16.03.07
Creating Security through Immigration Control
An analysis of European immigration discourse and the development towards a common EU asylum and immigration policy (nr 274)
NUPI-rapport | Oslo, NUPI | 103 sider |
ISBN 82-7002-185-7
I denne rapporten bruker forfatteren diskursanalytisk teori på immigrasjon og sikkerhet.
>> Summary
Increased immigration during the last few decades has coincided with increasing unemployment and economic restructuring in Western Europe. The issue of immigration became increasingly sensitive in the late 1980s after the collapse of communism in Central and Eastern Europe, when a tide of illegal immigrants was expected to inundate the West. Today, images of ships loaded with refugees off the shores of Italy, or of trucks filled with illegal immigrants crossing the English Channel, have become disturbing, but no longer
rare features of European newspaper headlines. The impression is that of Europe being ‘swamped’, and unable to deal with the hordes of people standing outside its gates wanting in.
The purpose of this report is to discuss the extent to which immigration has come to be perceived as a security threat by European Union (EU) policy makers. The manner in which immigration issues are presented by policy makers at the European level is assumed to have substantive implications for the choice of instruments in the area. A second purpose is therefore to discuss the extent to which the development towards a common EU asylum and immigration policy could be interpreted as a security policy strategy.
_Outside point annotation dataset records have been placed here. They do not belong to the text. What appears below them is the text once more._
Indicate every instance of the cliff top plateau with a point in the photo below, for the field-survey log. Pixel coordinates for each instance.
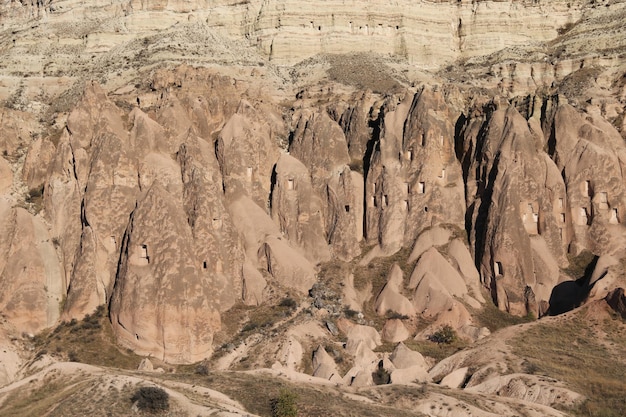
(281, 208)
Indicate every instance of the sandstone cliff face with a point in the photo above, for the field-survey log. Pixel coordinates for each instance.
(190, 190)
(414, 180)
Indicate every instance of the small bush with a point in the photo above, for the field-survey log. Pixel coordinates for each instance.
(285, 404)
(381, 376)
(445, 335)
(151, 399)
(393, 315)
(202, 369)
(289, 303)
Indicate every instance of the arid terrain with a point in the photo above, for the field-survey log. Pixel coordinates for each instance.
(348, 208)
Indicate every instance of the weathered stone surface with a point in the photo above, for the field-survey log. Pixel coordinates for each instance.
(394, 331)
(454, 379)
(218, 251)
(40, 155)
(31, 282)
(159, 305)
(298, 209)
(246, 154)
(265, 247)
(324, 366)
(6, 176)
(414, 181)
(391, 299)
(515, 197)
(402, 357)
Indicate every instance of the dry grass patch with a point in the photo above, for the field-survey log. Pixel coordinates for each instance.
(90, 341)
(590, 358)
(255, 392)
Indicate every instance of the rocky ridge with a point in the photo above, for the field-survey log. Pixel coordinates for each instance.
(193, 199)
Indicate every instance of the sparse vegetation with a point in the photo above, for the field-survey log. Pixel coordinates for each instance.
(381, 376)
(446, 335)
(578, 264)
(589, 358)
(89, 340)
(285, 404)
(494, 319)
(151, 399)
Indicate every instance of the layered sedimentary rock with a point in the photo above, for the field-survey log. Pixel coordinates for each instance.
(414, 180)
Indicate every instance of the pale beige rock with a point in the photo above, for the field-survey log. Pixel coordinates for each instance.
(454, 379)
(525, 198)
(529, 388)
(246, 154)
(394, 331)
(437, 236)
(402, 357)
(31, 282)
(264, 243)
(145, 365)
(365, 335)
(40, 155)
(414, 374)
(298, 210)
(219, 253)
(6, 176)
(159, 306)
(324, 366)
(390, 297)
(459, 254)
(435, 282)
(291, 353)
(415, 180)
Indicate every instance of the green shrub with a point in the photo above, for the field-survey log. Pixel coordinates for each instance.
(289, 303)
(445, 335)
(381, 376)
(285, 404)
(151, 399)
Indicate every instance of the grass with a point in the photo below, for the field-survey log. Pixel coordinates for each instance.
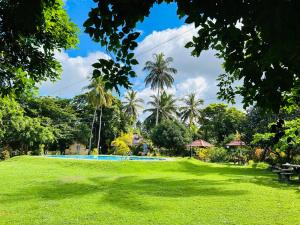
(36, 190)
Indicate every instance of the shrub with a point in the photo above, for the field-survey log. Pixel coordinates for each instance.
(258, 153)
(217, 154)
(5, 154)
(171, 135)
(94, 151)
(202, 154)
(120, 147)
(40, 150)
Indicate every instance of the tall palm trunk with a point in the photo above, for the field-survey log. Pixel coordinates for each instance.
(91, 135)
(157, 108)
(99, 132)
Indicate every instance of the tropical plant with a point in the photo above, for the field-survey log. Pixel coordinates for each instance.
(160, 75)
(132, 104)
(163, 108)
(190, 111)
(99, 97)
(171, 135)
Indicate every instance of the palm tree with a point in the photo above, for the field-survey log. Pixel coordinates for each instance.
(160, 74)
(190, 111)
(132, 104)
(165, 105)
(99, 98)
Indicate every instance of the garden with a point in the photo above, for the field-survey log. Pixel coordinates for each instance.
(142, 132)
(36, 190)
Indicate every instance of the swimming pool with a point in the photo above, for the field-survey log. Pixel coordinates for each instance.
(107, 157)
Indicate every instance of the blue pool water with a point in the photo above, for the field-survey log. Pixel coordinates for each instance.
(105, 157)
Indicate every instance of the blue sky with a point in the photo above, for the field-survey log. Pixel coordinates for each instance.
(161, 17)
(161, 32)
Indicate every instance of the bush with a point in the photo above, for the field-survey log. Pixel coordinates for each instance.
(120, 147)
(94, 151)
(5, 154)
(217, 154)
(40, 150)
(202, 154)
(171, 135)
(258, 153)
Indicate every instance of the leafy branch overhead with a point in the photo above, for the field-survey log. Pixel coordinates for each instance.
(258, 40)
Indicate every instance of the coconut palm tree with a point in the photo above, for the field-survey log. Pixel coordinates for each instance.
(160, 75)
(190, 111)
(132, 104)
(99, 97)
(165, 105)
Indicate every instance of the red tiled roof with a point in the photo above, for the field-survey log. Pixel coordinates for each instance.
(200, 143)
(236, 143)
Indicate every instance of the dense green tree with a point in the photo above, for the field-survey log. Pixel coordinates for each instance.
(132, 104)
(258, 41)
(166, 107)
(171, 135)
(160, 75)
(30, 32)
(114, 120)
(22, 132)
(190, 111)
(217, 121)
(57, 113)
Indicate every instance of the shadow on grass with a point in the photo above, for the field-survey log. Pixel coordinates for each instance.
(134, 192)
(128, 192)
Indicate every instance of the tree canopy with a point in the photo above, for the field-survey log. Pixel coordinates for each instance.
(30, 32)
(258, 40)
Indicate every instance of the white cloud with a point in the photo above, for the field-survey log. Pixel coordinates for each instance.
(194, 74)
(75, 76)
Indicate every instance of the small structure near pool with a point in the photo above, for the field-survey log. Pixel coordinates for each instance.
(236, 143)
(200, 144)
(77, 149)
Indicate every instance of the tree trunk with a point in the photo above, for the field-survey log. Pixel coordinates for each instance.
(157, 108)
(91, 135)
(99, 133)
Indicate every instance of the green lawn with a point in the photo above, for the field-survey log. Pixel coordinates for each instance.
(35, 190)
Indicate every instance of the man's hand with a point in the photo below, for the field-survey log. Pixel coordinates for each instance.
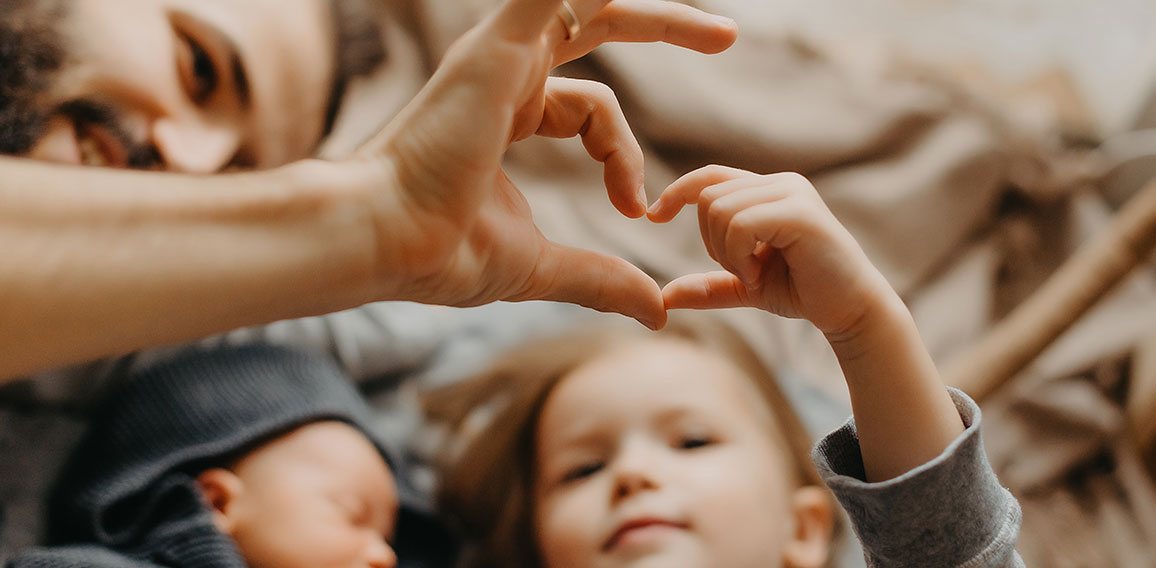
(458, 231)
(782, 249)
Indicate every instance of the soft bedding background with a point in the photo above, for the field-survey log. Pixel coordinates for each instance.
(970, 146)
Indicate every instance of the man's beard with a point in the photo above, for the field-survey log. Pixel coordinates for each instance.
(31, 59)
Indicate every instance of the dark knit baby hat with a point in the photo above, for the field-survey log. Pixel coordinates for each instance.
(131, 484)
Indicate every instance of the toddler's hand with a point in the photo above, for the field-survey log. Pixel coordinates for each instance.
(782, 248)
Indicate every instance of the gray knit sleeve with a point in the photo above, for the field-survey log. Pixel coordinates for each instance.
(950, 511)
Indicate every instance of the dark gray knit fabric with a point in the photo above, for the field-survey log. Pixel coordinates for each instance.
(128, 495)
(950, 511)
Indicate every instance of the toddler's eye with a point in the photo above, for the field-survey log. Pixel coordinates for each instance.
(694, 442)
(582, 472)
(200, 75)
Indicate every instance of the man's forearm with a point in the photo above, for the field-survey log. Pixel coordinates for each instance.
(102, 263)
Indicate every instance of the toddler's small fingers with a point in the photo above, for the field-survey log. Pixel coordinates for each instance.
(705, 290)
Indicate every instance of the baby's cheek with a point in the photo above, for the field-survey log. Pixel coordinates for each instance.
(565, 531)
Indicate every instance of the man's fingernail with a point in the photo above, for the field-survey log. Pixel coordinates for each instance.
(725, 21)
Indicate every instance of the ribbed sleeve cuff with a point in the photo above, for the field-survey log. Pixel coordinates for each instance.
(948, 511)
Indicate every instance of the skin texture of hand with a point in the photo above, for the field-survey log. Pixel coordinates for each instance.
(459, 231)
(783, 251)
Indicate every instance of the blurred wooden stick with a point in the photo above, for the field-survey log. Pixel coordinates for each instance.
(1092, 271)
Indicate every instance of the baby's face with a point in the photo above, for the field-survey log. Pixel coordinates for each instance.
(659, 455)
(319, 496)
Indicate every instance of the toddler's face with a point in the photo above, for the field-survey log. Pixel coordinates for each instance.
(659, 455)
(318, 496)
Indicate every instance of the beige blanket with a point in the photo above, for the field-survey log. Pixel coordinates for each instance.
(961, 205)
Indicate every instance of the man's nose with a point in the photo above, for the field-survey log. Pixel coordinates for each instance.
(193, 145)
(382, 555)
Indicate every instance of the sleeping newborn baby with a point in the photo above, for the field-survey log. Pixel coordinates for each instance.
(245, 456)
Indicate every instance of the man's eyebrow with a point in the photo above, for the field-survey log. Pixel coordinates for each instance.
(231, 54)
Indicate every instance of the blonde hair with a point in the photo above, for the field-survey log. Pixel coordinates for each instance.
(486, 487)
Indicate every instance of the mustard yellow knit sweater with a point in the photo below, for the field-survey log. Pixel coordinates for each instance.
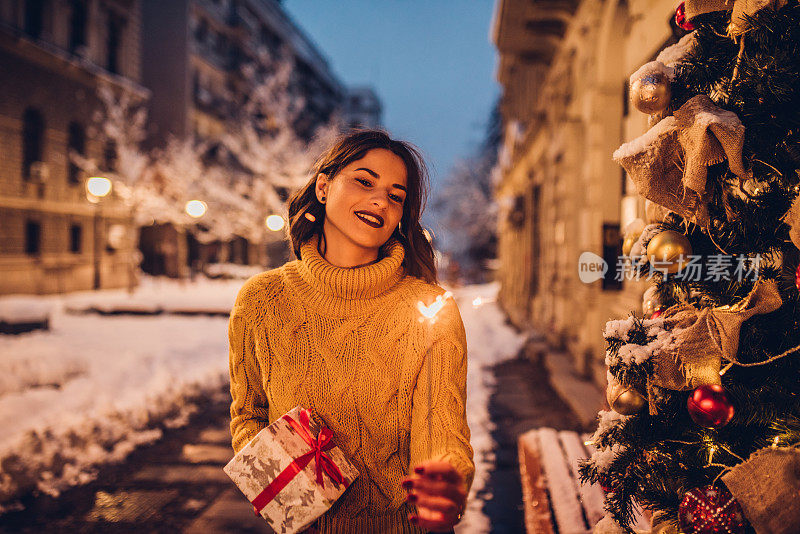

Under the pressure of events since 1989, many scholars argue that the security concept should be widened to encompass new security policy challenges that have arisen. The post-1989 situation has suggested new scenarios, such as the end of bipolarity and the redefinition of borders. The point of departure of the report is the changing perception of what constitutes security threats, unravelled through an analysis of political discourse. Through a division of sectors, the so-called Copenhagen School offers a framework for analysis that structures the security debate, and that includes other referent objects than the state in security analysis. Asylum and immigration is regarded as a societal security issue when it is staged as a threat to a community, and the very identity of that community. As the report will show, most policy initiatives dealing with asylum and immigration at the European level have been control-inspired, and take place within frameworks that link asylum and immigration with the fight against organised crime, human trafficking and drugs control, such as the Schengen and Dublin frameworks. It appears that these aspects have by far prevailed over the need for stronger harmonisation and the creation of minimum protection standards in the common asylum and immigration policy.